The court's decision is a victory for Republicans and business groups that have been attacking the labor board for issuing a series of decisions and rules that make it easier for the nation's labor unions to organize new members.

Obama made the recess appointments on Jan. 4, 2012, after Senate Republicans spent months blocking his choices for an agency they contended was biased in favor of unions. Obama claims he acted properly because the Senate was away for the holidays on a 20-day recess. The Constitution allows for such appointments without Senate approval when Congress is in recess.

But during that time, GOP lawmakers argued, the Senate technically had stayed in session because it was gaveled in and out every few days for so-called "pro forma" sessions.

GOP lawmakers used the tactic — as Democrats had done in the past — specifically to prevent the president from using his recess power to install members to the labor board. They had also vigorously opposed the nomination of Cordray. The White House argued that the pro forma sessions — some lasting less than a minute — were a sham.

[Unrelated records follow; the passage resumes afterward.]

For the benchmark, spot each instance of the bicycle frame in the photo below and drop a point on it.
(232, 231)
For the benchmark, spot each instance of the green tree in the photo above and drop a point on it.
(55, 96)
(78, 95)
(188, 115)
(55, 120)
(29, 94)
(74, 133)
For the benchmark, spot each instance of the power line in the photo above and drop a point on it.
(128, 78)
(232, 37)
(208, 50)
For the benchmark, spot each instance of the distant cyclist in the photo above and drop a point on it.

The three-judge panel, all appointed by Republican presidents, ruled that during one of those pro forma sessions on Jan. 3, the Senate officially convened its second session of the 112th Congress, as required by the Constitution.

"Either the Senate is in session, or it is in recess," Chief Judge David Sentelle wrote in the 46-page ruling. "If it has broken for three days within an ongoing session, it is not in "the Recess" described in the Constitution."

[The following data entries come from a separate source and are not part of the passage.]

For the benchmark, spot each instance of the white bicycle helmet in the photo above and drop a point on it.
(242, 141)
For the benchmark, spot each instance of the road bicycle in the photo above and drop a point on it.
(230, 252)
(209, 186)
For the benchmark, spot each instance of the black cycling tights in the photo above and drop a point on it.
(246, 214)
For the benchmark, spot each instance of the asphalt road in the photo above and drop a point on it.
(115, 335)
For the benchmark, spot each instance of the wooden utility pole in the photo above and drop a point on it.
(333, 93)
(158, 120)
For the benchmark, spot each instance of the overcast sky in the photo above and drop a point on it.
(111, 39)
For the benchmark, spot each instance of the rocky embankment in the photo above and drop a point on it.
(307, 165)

Simply taking a break of an evening or a weekend during a regular working session cannot count, he said. Sentelle said that otherwise "the president could make appointments any time the Senate so much as broke for lunch."

The judge rejected arguments from the Justice Department's Office of Legal Counsel, which claimed the president has discretion to decide that the Senate is unavailable to perform its advice and consent function.

"Allowing the president to define the scope of his own appointment power would eviscerate the Constitution's separation of powers," Sentelle wrote.

Sentelle was joined in the ruling by Judge Thomas Griffith, appointed to the court by President George W. Bush, and Karen LeCraft Henderson, who was appointed by President George H.W. Bush.

If the ruling stands, it means that hundreds of decisions issued by the board over more than a year would be invalid. It also would leave the five-member labor board with just one validly appointed member, effectively shutting it down. The board is allowed to issue decisions only when it has at least three sitting members.

Obama used the recess appointment to appoint Deputy Labor Secretary Sharon Block, union lawyer Richard Griffin and NLRB counsel Terence Flynn to fill vacancies on the NLRB, giving it a full contingent for the first time in more than a year. Block and Griffin are Democrats, while Flynn is a Republican. Flynn stepped down from the board last year.